Is it how am I supposed to handle this or is there a clever way to do it in one pipeline ?
Below code to support the question. Thanks.
Service called by Controller layer
public Mono<Prospect> save(final Prospect prospect) {
return Mono.fromCallable(
() -> {
Prospect savedProspect = transactionTemplate.execute(status -> prospectRepository.save(prospect));
templateService.generateProspectSubscription(savedProspect)
.map(t ->
EmailPostRequest.builder()
...
.build())
.flatMap(emailService::send)
.subscribe();
return savedProspect;
})
.subscribeOn(jdbcScheduler);
}
TemplateService
public Mono<String> generateProspectSubscription(final Prospect prospect) {
return Mono.fromCallable(
() -> {
Map<String, Object> model = new HashMap<>();
...
Template t = freemarkerConfig.getTemplate(WELCOME_EN_FTL);
String html = FreeMarkerTemplateUtils.processTemplateIntoString(t, model);
return html;
}
).subscribeOn(freemarkerScheduler);
}
EmailService
public Mono<Void> send(final EmailPostRequest e) {
return Mono.fromCallable(
() -> {
MimeMessage message = emailSender.createMimeMessage();
MimeMessageHelper mimeHelper = new MimeMessageHelper(message,
MimeMessageHelper.MULTIPART_MODE_MIXED_RELATED,
StandardCharsets.UTF_8.name());
mimeHelper.setTo(e.getTo());
mimeHelper.setText(e.getText(), true);
mimeHelper.setSubject(e.getSubject());
mimeHelper.setFrom(new InternetAddress(e.getFrom(), e.getPersonal()));
emailSender.send(message);
return Mono.empty();
}
).subscribeOn(emailScheduler).then();
}
EDITED SERVICE I think this version of service layer is cleaner but any comments is appreciated
public Mono<Prospect> save(final Prospect prospect) {
return Mono.fromCallable(
() -> transactionTemplate.execute(status -> prospectRepository.save(prospect)))

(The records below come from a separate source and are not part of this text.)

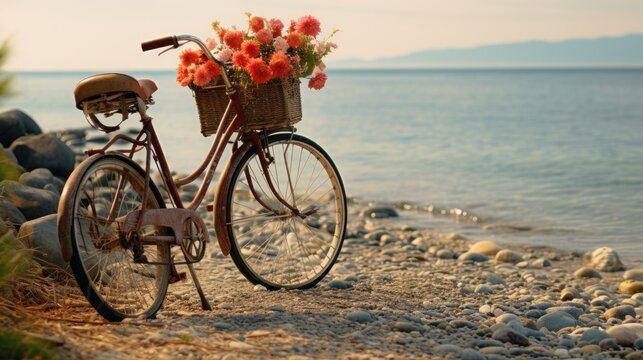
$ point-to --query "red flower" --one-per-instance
(213, 69)
(256, 23)
(189, 57)
(280, 65)
(294, 40)
(240, 59)
(251, 48)
(318, 81)
(276, 25)
(259, 71)
(233, 39)
(308, 25)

.subscribeOn(jdbcScheduler)
.flatMap(savedProspect -> {
templateService.generateProspectSubscription(savedProspect)
.map(t ->
EmailPostRequest.builder()
...
.build())
.flatMap(emailService::send)
.subscribe();
return Mono.just(savedProspect);
}
);
}
Upvotes: 0
Views: 3546
Reputation: 59086
This approach is not reactive friendly, as you're 100% wrapping blocking libraries. With this use case, you can't really see the benefit of a reactive runtime and chances are the performance of your application is worse than a blocking one.
If your main motivation is performance, than this is probably counter-productive.
Offloading a lot of blocking I/O work on to specialized Schedulers
has a runtime cost in term of memory (creating more threads) and CPU (context switching). If performance and scalability are your primary concern, then switching to Spring MVC and leveraging the Flux
/Mono
support where it fits, or even calling block()
operators is probably a better fit.
If your main motivation is using a specific library, like Spring Framework's WebClient
with Spring MVC, then you're better off using .block()
operators in selected places rather than wrapping and scheduling everything.